Kenyan authorities say the ongoing drought that has left millions of people in need of food aid is also forcing tens of thousands of children in herder communities to drop out of school. Kenya declared a national disaster from the drought in September last year, but it could also be looking at a disaster for education.
Piles of dismembered animal carcasses can be found everywhere in the wake of the devastating drought that has left nearly 4.5 million people in need of aid.
In the village of Quley, in northeast Kenya’s Wajir County, 11-year-old Nadir Mohamed and two of his seven siblings were pulled out of school in August to take care of the family’s livestock.
Their mother, Hindiya Abdi, said the family was forced to move to greener pastures or else the animals would have died, and they would have starved.
“I would have liked the children to remain in school,” she said in Somali. “But we needed their help to survive.”
In the village of Karu, 17-year-old Sadik Dakane arrived at one of the few working boreholes in the area after trekking for two hours under the scorching sun to fetch the much-needed water.
“I left school when the drought struck,” he said in Somali. “My father moved with his cattle to Somalia, leaving my mother and me behind.”
The U.N. Children’s Fund (UNICEF) said in a report last month that more than 400,000 Kenyan students have been affected by the drought and estimated that 66,000 have dropped out of school nationwide.
But the situation for children’s education might be worse.
Sources told VOA that official estimates not yet released show 100,000 children have dropped out of school in just three counties in northeastern Kenya — Garissa, Mandera and Wajir.
Hashim Elmoge, a local good governance activist, is concerned about the long-term impact on the kids’ future.
“If this trend continues, the rate at which pupils are dropping out of schools, then we risk witnessing the largest drop-out rate, the life of an entire generation is at risk and you know what that will mean; producing a generation that does not have quality education,” Elmoge said. “Then there will be a burden — you know, drug abuse, insecurity, terror networks, radicalization and the whole nation is at risk.”

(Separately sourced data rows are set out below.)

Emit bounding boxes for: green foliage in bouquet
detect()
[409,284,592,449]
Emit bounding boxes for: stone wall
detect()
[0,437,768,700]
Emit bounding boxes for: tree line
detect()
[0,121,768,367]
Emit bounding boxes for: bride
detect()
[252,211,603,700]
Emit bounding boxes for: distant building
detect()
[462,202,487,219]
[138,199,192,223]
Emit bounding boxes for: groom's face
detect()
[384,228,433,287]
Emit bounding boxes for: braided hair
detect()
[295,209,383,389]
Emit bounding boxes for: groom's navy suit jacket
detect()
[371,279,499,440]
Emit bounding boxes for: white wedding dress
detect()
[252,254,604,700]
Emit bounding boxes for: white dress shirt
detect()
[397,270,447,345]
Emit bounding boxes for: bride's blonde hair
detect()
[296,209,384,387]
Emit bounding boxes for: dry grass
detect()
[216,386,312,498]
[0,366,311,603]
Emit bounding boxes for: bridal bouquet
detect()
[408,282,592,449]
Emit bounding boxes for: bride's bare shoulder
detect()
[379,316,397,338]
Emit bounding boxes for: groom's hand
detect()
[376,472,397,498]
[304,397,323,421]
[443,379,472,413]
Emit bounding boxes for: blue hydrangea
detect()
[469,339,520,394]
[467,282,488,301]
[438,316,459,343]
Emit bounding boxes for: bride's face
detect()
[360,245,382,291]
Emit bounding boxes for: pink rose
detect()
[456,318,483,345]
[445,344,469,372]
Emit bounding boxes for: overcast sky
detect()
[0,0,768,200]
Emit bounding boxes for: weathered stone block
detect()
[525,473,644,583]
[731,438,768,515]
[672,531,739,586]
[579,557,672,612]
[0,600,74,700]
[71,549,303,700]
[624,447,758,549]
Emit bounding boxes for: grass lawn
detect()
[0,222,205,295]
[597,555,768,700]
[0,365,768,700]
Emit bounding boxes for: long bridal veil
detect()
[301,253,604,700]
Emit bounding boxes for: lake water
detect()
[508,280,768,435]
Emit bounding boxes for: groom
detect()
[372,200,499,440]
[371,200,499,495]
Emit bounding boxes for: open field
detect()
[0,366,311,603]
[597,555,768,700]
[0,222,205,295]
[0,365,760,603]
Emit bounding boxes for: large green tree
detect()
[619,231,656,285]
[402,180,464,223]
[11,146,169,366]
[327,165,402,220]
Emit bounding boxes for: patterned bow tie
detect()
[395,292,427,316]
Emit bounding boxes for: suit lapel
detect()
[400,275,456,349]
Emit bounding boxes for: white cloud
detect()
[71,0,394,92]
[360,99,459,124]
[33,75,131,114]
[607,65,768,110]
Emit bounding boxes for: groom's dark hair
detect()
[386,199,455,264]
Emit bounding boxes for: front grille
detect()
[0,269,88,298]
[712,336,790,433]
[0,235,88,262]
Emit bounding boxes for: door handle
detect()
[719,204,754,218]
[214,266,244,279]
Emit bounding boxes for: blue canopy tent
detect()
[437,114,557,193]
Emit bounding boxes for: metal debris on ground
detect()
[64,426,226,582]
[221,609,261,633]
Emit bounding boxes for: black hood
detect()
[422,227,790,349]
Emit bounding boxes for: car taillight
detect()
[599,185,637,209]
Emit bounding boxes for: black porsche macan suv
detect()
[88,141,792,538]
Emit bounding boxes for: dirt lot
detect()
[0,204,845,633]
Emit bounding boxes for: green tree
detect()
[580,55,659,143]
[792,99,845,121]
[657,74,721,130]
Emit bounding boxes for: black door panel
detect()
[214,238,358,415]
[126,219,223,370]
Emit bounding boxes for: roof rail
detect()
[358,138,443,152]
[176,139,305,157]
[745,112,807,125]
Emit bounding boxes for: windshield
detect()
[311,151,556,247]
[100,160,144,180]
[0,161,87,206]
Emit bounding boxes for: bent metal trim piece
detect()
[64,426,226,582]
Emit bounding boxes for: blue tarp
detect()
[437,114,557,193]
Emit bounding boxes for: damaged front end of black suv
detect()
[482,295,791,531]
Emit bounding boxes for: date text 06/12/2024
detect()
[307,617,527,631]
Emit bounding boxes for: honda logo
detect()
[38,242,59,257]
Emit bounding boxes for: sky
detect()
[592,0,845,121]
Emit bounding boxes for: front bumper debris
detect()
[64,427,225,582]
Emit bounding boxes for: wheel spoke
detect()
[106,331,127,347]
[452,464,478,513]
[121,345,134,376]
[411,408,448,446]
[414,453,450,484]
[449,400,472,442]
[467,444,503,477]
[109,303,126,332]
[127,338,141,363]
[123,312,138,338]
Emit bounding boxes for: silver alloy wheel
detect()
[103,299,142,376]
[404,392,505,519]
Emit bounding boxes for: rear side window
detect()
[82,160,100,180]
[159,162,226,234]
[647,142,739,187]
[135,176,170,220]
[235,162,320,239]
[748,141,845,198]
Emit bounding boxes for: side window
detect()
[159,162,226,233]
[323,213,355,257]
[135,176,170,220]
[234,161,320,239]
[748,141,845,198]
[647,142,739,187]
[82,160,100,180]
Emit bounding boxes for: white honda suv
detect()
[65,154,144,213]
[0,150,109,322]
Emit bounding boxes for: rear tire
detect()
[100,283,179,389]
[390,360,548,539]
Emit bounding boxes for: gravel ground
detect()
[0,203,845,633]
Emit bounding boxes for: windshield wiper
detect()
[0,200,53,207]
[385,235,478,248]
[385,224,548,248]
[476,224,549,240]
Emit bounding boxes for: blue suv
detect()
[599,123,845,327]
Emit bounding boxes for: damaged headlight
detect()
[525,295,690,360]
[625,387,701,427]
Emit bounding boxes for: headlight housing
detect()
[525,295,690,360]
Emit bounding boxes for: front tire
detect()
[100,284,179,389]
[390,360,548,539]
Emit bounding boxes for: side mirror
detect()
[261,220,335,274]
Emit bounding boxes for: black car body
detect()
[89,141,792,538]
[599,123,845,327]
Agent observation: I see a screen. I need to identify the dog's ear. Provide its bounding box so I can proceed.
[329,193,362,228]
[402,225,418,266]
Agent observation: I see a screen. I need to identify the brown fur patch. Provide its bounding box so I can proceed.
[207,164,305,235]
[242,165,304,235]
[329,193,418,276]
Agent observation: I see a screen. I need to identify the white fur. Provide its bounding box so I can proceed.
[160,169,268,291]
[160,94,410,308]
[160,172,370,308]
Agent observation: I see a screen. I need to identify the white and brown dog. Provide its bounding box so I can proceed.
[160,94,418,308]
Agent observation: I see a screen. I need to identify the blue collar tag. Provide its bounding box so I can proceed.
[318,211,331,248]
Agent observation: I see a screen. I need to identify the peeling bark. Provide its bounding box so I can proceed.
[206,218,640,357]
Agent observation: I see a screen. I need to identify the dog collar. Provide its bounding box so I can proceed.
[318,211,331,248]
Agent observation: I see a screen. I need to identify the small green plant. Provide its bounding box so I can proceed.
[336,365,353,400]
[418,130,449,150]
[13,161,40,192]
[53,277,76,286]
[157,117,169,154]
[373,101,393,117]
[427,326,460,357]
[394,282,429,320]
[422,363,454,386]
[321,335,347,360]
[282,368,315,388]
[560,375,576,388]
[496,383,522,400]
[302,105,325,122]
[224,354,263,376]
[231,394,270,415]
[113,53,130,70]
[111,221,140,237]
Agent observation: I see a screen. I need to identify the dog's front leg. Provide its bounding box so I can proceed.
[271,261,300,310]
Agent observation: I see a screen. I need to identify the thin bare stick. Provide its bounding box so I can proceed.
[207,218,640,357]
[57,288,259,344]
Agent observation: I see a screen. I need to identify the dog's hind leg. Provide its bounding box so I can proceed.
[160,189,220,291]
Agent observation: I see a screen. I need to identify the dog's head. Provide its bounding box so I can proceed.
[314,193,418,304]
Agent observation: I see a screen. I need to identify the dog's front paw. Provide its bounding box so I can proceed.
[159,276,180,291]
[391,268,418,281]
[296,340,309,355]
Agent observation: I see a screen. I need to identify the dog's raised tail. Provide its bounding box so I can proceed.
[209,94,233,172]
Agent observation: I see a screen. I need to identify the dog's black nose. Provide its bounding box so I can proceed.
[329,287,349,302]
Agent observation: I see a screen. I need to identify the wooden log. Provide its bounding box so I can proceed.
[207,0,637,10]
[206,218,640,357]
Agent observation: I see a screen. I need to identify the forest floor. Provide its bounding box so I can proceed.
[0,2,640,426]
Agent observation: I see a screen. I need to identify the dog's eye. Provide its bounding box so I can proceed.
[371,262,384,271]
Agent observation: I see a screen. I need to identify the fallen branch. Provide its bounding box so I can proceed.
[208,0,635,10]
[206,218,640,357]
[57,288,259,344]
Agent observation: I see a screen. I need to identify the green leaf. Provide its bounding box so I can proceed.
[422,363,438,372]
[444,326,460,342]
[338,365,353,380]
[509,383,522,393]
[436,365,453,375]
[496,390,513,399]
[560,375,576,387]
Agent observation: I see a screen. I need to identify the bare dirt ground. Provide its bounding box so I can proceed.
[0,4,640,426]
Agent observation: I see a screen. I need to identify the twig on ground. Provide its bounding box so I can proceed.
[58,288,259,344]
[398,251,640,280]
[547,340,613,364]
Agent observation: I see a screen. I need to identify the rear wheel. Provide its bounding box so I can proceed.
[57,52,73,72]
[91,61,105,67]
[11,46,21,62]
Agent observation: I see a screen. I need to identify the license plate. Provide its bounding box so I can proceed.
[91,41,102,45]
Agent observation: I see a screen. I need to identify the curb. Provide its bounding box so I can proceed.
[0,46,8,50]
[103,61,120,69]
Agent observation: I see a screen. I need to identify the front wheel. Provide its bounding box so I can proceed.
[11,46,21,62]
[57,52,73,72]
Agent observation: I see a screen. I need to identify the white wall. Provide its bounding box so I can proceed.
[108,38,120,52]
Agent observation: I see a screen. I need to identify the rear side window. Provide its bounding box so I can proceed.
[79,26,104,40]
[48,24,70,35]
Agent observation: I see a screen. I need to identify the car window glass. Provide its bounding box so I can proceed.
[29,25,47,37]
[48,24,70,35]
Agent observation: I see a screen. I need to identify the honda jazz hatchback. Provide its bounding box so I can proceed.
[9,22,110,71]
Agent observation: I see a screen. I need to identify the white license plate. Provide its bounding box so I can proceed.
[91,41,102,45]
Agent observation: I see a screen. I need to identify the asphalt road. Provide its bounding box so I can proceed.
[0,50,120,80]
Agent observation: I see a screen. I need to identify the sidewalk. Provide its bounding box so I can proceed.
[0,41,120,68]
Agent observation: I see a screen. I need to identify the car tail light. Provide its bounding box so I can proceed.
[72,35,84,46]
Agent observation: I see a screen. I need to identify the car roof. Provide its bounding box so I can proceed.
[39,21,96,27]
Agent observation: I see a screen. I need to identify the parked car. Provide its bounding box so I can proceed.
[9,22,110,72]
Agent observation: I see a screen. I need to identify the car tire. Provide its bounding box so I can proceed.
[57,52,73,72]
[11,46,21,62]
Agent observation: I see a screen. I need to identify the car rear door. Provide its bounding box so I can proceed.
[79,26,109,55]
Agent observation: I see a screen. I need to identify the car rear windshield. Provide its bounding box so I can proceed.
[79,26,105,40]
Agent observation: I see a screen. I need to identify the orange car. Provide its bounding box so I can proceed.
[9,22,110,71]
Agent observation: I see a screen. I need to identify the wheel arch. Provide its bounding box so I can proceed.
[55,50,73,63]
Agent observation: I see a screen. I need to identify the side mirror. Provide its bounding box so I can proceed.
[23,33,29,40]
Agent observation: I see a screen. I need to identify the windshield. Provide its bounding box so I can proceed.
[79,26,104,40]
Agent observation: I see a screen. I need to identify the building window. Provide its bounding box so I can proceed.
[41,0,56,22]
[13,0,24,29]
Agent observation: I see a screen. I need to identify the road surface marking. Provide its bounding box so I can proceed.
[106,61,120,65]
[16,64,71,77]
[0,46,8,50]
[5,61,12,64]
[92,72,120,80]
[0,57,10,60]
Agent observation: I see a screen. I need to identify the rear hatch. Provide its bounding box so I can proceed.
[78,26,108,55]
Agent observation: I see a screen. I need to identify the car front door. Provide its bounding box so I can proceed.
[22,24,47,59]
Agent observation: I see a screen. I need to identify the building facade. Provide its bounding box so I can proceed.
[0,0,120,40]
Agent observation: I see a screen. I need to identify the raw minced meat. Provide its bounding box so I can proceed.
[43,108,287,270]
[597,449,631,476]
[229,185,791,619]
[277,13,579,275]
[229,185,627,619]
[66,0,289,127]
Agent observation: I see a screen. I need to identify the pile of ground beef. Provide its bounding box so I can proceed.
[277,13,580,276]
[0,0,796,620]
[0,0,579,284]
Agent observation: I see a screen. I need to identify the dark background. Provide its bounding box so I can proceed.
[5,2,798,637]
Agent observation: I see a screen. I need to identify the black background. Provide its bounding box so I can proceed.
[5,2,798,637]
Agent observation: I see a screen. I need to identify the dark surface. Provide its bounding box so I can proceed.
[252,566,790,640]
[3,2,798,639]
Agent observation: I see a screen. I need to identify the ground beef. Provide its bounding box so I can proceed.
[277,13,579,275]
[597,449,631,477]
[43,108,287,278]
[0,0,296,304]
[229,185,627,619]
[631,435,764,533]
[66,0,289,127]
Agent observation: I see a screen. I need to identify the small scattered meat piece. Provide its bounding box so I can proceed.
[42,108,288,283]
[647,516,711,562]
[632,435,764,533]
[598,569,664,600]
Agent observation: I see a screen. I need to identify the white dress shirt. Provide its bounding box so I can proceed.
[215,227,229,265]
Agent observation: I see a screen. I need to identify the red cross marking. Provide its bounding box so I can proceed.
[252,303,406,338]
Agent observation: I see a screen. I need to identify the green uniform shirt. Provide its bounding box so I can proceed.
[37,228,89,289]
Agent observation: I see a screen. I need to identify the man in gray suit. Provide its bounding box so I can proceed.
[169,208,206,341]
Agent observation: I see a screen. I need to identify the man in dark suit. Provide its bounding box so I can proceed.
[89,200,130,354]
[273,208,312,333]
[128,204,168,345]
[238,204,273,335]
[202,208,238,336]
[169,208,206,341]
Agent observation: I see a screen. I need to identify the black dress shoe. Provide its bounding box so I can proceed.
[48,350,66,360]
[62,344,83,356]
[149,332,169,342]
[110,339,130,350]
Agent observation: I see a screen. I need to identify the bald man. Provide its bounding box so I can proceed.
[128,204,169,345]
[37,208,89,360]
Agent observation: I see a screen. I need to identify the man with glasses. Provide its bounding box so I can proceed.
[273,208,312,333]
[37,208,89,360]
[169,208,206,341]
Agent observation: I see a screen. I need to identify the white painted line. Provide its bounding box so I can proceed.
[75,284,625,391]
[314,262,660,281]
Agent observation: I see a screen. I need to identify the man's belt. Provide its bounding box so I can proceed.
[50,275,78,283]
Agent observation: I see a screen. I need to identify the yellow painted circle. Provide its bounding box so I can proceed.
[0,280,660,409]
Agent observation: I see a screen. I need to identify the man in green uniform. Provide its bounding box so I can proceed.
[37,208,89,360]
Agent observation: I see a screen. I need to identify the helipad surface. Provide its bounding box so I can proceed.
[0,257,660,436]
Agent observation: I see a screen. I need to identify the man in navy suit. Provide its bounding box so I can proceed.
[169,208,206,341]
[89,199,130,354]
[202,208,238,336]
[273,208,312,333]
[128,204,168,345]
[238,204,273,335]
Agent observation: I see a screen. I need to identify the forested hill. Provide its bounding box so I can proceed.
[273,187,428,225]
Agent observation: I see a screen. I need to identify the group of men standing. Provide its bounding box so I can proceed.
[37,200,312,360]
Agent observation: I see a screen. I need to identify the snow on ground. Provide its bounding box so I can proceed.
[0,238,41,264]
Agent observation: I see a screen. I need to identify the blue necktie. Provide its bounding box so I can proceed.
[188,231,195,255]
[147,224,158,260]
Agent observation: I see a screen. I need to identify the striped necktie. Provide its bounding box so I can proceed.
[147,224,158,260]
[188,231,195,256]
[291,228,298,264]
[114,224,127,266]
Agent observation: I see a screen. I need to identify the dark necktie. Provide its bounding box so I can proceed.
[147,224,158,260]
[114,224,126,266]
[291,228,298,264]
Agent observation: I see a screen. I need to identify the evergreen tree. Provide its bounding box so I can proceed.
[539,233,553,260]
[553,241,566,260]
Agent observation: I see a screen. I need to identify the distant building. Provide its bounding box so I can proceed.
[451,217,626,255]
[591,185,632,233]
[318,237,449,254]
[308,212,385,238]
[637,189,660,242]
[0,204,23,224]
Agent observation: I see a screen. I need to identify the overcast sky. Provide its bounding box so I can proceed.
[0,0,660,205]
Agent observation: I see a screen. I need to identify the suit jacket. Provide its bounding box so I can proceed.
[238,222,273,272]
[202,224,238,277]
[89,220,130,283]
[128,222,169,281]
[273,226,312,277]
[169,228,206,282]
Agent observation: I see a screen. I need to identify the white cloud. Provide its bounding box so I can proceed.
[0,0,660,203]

To lessen the impact of the drought, government and aid groups have been sinking more boreholes and bringing emergency food to herders and their livestock.
However, Jilo Roba, the coordinator of the children department in Wajir County, said the needs are too great, and efforts to increase school attendance among the nomadic herder communities are taking a hit.
“The gains that have been made in the past are being reversed by the current severe La Nina drought,” Roba said.
Officials and activists worry if rain doesn’t come soon, more herder families will take their children out of school, and it could take months or even years to get them back in the classroom.